Aan de hand van de resultaten van tabel 2 hebben we een inschatting gemaakt van de kosten en baten van WerkLoont. De kosten per deelnemer zijn voor een aantal ­jaren berekend door de jaarlijkse totale kosten inclusief een overheadcomponent te delen door het aantal deelnemers in het betreffende jaar. Uit deze gegevens concluderen we dat de kosten voor deelname aan WerkLoont per deelnemer rond de 1.150 euro liggen.

Daarnaast hebben we, uitgaande van de effecten op de uitkeringsfractie in tabel 2, uitgerekend welke besparingen aan uitkeringen de deelname aan WerkLoont oplevert. Op basis van individuele gegevens hebben we berekend dat een gemiddelde uitkering ongeveer 1.000 euro per maand bedraagt. Deelname aan WerkLoont levert een contante waarde van de besparingen op van circa 1.550 euro per ­persoon over een periode van drie jaar (tabel 3). Na drie jaar zijn de baten dus ongeveer 400 euro hoger dan de kosten.

Tabel 3

Bij deze berekeningen zijn enige kanttekeningen te plaatsen. Ten eerste is er bij WerkLoont waarschijnlijk ­sprake van enige verdringing. Als deelnemers aan WerkLoont meer kans op werk krijgen, gaat dit mogelijk ten koste van andere mensen, die daardoor langer in een uitkering blijven. Zelfs als het verdringingspercentage honderd procent zou zijn, overstijgen de kosten van WerkLoont niet de baten. Ten tweede zijn er aanwijzingen dat arbeids­participatie gunstige neveneffecten heeft, zoals een betere gezondheid (Schuring, 2010), wat tot minder uitgaven aan gezondheidszorg kan leiden. Aangezien WerkLoont tot een hogere arbeidsparticipatie leidt, zou deze maatregel ook dergelijke baten kunnen opleveren.

Beleidsimplicaties

De Rotterdamse maatregel WerkLoont is kosteneffectief: hij levert aan besparingen op uitkeringen meer op dan hij kost. Maar het effect op de arbeidsparticipatie is kleiner dan het effect op het gebruik van uitkeringen. WerkLoont geeft dus wel prikkels, maar deze leiden niet altijd tot het ­vinden van een baan. Verder leiden deze prikkels bij mannen tot het accepteren van lager betaald werk. Daarom zou een ­logische stap zijn om naar wegen te zoeken om de transitie naar werk te versterken, bijvoorbeeld door intensievere ­begeleiding naar werk en meer mogelijkheden voor vakscholing te bieden.

Literatuur

Angrist, J.D. (2006) Instrumental variables methods in experimental criminological ­research: What, why and how. Journal of Experimental Criminology, 2(1), 23–44.

Koning, J. de, P. de Hek, E. de Vleeschouwer, M. Fenger en L. van der Torre (2016) Optimalisering van WerkLoont. Rotterdam: SEOR en Faculteit der Sociale Wetenschappen Erasmus Universiteit.

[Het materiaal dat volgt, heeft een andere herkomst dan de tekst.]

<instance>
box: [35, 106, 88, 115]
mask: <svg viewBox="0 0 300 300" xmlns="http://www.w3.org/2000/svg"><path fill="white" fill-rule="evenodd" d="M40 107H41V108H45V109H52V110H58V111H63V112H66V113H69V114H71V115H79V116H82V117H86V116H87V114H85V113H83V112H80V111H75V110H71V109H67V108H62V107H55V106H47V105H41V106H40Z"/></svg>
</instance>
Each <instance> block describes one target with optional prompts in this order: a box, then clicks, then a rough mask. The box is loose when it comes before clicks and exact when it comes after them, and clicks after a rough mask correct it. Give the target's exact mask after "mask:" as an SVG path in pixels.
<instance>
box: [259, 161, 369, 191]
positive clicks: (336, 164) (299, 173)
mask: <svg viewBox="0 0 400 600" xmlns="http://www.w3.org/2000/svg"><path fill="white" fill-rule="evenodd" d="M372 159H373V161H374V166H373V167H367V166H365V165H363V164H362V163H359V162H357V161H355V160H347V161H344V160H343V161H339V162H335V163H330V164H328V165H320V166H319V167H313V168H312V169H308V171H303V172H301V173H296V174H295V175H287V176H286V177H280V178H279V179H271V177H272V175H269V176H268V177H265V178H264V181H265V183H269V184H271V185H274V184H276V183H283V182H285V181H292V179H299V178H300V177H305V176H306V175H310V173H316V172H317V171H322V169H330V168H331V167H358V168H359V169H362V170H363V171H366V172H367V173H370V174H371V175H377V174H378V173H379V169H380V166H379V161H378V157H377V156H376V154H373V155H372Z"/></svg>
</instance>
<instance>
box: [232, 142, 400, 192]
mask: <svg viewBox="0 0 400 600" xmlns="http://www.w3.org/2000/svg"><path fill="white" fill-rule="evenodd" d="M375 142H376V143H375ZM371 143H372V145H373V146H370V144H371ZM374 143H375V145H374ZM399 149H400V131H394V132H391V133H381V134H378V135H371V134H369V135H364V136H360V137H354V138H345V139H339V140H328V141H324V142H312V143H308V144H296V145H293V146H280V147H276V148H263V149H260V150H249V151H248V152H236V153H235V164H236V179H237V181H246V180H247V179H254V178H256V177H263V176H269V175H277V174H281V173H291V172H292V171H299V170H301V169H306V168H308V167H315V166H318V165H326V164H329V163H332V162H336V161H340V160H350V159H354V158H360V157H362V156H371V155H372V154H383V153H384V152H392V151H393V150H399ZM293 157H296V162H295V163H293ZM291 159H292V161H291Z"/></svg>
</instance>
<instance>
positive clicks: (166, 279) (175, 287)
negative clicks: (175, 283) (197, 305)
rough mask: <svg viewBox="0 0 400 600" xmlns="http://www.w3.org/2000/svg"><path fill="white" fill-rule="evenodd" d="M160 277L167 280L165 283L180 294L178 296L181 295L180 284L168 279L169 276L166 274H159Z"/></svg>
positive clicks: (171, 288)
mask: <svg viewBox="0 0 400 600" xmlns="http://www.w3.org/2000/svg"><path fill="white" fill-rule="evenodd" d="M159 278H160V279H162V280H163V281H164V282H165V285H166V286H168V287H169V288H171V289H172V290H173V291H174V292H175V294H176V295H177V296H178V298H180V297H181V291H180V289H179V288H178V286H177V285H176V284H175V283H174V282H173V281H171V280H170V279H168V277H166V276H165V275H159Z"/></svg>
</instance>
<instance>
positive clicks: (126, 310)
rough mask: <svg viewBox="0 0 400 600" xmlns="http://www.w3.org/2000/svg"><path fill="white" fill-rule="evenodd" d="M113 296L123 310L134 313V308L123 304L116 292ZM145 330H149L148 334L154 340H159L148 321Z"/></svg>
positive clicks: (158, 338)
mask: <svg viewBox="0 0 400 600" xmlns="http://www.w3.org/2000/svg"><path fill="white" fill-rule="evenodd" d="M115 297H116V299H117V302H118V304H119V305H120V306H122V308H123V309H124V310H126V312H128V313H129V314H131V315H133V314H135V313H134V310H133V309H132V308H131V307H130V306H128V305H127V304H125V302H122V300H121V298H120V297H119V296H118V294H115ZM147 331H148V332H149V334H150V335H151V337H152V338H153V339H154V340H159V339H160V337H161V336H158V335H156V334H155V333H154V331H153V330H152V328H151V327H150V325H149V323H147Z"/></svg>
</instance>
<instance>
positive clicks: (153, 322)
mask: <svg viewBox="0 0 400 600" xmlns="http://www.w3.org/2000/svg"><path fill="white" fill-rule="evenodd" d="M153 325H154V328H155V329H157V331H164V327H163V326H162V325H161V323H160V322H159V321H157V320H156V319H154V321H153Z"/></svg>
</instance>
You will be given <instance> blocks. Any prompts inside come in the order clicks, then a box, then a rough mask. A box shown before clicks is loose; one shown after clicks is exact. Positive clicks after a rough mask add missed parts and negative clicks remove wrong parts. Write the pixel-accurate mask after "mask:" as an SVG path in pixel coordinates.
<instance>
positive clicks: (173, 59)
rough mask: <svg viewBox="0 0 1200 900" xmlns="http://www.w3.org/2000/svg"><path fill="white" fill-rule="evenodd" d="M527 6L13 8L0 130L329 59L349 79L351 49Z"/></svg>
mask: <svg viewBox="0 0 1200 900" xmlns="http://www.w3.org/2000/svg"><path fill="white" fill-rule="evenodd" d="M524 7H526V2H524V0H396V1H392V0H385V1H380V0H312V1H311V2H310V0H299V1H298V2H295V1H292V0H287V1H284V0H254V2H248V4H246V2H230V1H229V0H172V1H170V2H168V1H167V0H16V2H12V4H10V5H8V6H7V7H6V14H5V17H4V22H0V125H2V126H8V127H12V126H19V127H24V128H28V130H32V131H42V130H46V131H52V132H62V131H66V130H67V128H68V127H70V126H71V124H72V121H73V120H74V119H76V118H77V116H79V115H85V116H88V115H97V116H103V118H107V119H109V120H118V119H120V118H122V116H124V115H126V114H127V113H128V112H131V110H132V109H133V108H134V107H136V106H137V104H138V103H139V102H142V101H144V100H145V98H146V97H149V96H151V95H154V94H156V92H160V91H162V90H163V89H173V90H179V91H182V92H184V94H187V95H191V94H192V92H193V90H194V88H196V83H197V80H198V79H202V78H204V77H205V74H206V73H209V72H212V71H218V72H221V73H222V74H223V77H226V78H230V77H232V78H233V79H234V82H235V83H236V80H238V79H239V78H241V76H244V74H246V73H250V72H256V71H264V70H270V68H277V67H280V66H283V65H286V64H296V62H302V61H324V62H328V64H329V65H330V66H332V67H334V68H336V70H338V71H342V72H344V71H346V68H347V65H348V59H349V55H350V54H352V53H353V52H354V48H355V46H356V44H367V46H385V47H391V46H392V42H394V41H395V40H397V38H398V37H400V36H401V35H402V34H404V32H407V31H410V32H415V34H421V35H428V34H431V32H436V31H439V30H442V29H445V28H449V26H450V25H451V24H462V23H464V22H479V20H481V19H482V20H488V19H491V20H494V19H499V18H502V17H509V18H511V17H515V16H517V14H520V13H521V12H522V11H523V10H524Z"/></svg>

Koning, J. de, P. de Hek, L. Mallee et al. (2014) Uitkomsten en ervaringen experimenten netto-effectiviteit re-integratie. Rotterdam/Amsterdam: SEOR en Regioplan.

Lammers, M., L. Kok en C. Wunsch (2013) Langetermijneffecten van re-integratie. Amsterdam: SEO.

Schuring, M. (2010) The role of health and health promotion in labour force participation, dissertatie. Erasmus Universiteit Rotterdam.

Sol, E., J. Castonguay, H. van Lindert en Y. van Amstel (2007) Work first werkt: op weg naar evidence based work first. Utrecht: Divosa.